Ketika Bingu wa Mutharika terpilih menjadi presiden, ia memenuhi janji kampanyenya untuk menyelamatkan sektor pertanian dan melindungi petani. Setelah bertahun-tahun dicekoki resep program pertanian ala lembaga keuangan dunia agar pemerintah mereformasi pasar dan menghilangkan intervensi pemerintah pada sektor pertanian, Mutharika memberanikan diri untuk mengabaikannya. Ia mengeluarkan kebijakan pupuk dan bibit gratis. Ia aktif menyokong para petani kecil yang tidak punya uang untuk melakukan investasi. Kompensasi yang diminta Mutharika tak berat. Ia meminta penduduk desa untuk menyumbang tiga karung jagung setiap kali panen untuk membantu program subsidi sekolah.

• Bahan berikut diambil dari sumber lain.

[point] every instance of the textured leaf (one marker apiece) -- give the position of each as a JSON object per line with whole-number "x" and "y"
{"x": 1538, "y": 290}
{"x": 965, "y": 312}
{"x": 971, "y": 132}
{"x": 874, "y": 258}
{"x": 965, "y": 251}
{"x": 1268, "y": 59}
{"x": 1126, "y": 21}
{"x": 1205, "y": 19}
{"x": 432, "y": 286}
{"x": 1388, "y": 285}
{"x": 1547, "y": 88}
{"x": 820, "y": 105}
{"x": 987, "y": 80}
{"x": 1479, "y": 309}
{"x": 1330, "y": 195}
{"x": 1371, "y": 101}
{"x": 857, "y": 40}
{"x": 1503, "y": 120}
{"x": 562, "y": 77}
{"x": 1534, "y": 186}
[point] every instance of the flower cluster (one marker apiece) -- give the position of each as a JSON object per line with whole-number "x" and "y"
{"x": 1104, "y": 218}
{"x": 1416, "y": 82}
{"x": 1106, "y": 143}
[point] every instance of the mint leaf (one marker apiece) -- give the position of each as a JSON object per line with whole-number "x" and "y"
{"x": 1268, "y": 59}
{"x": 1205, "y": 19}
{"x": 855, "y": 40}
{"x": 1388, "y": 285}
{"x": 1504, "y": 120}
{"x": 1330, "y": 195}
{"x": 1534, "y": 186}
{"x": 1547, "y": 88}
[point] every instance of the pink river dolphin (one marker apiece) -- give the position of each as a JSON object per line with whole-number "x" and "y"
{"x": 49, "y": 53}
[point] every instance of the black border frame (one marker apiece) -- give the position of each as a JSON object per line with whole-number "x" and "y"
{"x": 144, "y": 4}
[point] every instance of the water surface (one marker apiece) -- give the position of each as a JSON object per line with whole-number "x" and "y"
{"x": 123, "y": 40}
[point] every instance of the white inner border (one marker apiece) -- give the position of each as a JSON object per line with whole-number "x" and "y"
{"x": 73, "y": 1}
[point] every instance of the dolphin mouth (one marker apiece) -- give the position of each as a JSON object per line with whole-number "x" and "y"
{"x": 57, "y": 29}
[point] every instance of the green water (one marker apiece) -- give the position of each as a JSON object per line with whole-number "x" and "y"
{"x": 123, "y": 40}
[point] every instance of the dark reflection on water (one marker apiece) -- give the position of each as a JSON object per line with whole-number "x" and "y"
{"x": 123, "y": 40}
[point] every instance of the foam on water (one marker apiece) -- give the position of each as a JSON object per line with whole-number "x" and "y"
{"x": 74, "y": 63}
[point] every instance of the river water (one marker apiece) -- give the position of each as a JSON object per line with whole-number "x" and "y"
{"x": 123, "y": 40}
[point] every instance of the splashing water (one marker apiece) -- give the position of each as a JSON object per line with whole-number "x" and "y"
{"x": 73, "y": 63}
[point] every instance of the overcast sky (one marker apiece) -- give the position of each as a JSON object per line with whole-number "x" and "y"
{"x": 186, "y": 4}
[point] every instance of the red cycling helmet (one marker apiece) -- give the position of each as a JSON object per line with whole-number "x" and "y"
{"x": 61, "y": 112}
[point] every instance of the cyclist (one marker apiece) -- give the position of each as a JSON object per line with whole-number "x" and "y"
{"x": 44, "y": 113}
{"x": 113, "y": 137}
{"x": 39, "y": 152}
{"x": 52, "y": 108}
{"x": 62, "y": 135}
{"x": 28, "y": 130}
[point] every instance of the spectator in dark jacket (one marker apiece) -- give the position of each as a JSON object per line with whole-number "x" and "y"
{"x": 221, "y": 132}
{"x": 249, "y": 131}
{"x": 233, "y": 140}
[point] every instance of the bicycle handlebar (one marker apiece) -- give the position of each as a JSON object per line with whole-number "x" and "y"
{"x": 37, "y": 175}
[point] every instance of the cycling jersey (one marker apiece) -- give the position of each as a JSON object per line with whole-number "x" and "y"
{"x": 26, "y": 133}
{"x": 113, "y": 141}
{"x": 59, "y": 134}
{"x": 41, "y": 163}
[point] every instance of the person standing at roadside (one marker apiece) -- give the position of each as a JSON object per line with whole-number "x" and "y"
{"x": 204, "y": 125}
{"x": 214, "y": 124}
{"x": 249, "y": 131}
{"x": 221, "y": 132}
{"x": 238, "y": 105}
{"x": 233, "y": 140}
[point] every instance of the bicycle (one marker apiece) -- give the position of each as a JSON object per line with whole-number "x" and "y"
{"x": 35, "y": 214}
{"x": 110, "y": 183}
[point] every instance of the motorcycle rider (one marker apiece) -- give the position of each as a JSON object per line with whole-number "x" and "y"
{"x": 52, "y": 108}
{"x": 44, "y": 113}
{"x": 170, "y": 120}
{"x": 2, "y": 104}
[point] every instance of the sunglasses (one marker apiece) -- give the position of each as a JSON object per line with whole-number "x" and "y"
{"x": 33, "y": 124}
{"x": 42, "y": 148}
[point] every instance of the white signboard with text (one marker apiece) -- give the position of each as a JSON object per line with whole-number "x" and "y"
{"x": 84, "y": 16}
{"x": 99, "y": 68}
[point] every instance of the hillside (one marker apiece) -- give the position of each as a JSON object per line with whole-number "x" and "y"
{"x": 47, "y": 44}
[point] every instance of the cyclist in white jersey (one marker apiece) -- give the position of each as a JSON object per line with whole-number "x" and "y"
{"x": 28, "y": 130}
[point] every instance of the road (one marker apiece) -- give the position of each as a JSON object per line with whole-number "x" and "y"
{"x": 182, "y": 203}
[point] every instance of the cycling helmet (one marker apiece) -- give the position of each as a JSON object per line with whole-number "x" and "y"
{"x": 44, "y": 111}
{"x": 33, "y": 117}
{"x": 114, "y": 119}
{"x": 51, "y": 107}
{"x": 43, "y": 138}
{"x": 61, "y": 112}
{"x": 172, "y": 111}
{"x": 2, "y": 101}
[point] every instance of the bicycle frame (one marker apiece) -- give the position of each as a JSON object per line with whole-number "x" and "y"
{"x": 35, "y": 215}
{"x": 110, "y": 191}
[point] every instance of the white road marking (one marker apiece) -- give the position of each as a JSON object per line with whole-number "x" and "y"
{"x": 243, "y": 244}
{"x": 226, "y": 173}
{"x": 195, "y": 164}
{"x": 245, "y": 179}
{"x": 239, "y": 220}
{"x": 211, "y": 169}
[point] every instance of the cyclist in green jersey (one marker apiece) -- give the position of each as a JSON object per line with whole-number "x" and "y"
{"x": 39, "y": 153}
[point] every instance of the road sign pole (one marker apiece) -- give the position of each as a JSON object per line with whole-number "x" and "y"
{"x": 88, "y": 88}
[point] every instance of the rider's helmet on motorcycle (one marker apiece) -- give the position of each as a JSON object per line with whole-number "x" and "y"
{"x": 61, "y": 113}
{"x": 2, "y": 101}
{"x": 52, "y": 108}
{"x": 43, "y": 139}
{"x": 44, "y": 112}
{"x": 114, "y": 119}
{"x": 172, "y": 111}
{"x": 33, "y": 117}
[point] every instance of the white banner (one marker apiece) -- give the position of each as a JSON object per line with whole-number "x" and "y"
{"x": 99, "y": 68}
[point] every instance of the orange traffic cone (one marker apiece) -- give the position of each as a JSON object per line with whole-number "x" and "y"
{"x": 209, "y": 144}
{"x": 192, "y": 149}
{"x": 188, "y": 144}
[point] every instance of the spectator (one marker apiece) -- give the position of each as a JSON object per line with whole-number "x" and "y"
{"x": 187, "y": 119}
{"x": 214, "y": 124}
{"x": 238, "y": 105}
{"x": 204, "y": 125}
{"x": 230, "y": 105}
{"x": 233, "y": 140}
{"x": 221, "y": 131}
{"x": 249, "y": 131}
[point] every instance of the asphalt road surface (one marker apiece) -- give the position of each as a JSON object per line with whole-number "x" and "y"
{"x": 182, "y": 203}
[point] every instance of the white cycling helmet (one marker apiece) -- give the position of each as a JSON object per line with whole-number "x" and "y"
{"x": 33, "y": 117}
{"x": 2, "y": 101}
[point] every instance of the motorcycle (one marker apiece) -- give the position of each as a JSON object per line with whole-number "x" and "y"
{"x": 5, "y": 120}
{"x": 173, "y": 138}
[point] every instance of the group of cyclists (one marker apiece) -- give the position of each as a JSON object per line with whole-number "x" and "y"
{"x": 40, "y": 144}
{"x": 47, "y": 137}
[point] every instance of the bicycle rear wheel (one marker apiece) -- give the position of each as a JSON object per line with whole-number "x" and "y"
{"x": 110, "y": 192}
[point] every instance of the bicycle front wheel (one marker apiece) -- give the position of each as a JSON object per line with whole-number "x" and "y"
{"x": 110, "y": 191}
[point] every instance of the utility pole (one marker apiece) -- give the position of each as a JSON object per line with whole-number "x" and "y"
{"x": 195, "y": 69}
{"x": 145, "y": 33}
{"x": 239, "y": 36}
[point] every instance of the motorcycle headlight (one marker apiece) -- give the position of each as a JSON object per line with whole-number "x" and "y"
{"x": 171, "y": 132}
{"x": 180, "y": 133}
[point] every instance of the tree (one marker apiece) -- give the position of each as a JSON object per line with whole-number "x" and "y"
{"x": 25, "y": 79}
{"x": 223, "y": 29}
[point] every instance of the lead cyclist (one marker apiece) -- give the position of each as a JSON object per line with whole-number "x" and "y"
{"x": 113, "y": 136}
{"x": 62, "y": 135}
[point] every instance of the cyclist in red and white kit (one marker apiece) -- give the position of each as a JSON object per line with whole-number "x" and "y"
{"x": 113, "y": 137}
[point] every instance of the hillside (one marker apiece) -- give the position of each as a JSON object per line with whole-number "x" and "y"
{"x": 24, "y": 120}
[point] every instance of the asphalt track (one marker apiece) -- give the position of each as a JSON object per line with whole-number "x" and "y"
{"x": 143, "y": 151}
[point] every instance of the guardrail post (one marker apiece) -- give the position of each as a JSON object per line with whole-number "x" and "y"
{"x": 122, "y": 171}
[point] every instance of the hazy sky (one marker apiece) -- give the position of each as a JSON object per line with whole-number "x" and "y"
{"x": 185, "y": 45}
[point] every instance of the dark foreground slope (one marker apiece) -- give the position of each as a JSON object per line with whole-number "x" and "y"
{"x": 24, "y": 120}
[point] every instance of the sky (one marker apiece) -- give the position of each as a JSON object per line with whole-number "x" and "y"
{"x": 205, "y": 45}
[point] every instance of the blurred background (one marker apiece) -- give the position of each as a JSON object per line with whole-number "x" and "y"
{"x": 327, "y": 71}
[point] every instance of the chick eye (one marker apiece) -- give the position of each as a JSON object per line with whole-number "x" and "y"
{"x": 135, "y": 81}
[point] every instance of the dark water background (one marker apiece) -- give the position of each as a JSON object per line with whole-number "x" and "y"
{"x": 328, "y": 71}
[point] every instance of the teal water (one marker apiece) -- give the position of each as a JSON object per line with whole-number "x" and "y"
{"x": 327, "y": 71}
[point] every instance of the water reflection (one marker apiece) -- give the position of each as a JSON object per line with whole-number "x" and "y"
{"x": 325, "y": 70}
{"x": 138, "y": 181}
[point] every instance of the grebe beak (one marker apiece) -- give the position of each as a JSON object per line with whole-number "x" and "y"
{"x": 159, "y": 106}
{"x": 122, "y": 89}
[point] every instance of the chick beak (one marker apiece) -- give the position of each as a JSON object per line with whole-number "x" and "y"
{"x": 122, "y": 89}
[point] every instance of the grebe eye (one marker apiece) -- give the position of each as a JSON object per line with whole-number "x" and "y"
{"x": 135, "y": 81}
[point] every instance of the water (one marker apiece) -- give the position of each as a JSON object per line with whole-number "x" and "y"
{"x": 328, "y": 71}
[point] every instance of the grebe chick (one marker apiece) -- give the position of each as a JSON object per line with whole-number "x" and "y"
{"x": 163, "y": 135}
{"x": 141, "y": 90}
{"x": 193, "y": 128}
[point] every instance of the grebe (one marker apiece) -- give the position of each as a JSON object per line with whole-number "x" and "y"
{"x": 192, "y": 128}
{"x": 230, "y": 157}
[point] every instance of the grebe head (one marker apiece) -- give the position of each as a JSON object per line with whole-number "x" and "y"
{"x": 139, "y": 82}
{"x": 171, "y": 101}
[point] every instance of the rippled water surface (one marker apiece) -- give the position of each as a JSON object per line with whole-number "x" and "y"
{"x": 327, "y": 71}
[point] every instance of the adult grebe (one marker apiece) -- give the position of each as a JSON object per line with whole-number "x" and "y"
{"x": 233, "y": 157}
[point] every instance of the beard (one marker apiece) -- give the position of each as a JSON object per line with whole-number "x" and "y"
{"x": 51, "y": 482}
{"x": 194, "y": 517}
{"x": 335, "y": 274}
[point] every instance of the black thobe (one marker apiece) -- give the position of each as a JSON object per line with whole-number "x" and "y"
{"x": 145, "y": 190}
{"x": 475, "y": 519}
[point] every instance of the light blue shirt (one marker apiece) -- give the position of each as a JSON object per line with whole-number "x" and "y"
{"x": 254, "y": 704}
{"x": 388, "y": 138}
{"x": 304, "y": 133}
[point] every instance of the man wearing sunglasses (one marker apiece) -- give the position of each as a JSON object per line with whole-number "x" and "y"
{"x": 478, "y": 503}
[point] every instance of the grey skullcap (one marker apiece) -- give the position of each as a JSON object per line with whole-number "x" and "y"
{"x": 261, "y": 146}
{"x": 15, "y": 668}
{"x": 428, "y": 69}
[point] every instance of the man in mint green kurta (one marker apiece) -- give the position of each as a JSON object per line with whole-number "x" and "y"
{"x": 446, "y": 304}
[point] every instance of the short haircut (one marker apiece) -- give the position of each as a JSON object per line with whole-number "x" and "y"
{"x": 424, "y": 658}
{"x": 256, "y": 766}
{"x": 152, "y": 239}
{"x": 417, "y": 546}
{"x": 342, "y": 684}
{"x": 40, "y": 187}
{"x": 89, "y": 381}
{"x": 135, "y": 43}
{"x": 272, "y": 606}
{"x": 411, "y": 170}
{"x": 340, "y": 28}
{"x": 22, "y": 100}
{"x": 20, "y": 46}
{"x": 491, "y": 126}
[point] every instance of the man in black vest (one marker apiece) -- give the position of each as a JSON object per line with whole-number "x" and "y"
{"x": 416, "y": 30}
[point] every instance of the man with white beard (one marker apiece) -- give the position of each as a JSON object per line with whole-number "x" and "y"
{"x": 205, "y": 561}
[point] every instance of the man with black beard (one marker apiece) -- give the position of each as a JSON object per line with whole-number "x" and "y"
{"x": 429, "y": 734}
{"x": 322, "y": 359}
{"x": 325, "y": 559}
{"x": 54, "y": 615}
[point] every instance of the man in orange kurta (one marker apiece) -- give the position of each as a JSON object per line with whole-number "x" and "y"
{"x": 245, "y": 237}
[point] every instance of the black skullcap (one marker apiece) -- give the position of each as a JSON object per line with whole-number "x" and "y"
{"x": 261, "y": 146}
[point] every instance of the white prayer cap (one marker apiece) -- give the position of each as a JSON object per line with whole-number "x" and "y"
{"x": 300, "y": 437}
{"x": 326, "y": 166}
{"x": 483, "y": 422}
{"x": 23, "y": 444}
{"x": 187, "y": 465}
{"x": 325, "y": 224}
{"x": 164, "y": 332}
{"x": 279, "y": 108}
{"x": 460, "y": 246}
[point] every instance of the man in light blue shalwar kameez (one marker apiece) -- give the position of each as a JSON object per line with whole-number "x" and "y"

Demikianlah, ketika kebijakan itu sudah berjalan, musim kekeringan pun perlahan berlalu. Dalam waktu 2 tahun, cerita kelaparan dan berbagai keterpurukan lainnya di Malawi berbuah indah. Yang terjadi selanjutnya adalah apa yang disebut Keajaiban Malawi. Sektor pertanian yang semula defisit 44% menjadi surplus hingga 18%. Malawi kini menjadi pemasok bahan pangan di Benua Afrika!!!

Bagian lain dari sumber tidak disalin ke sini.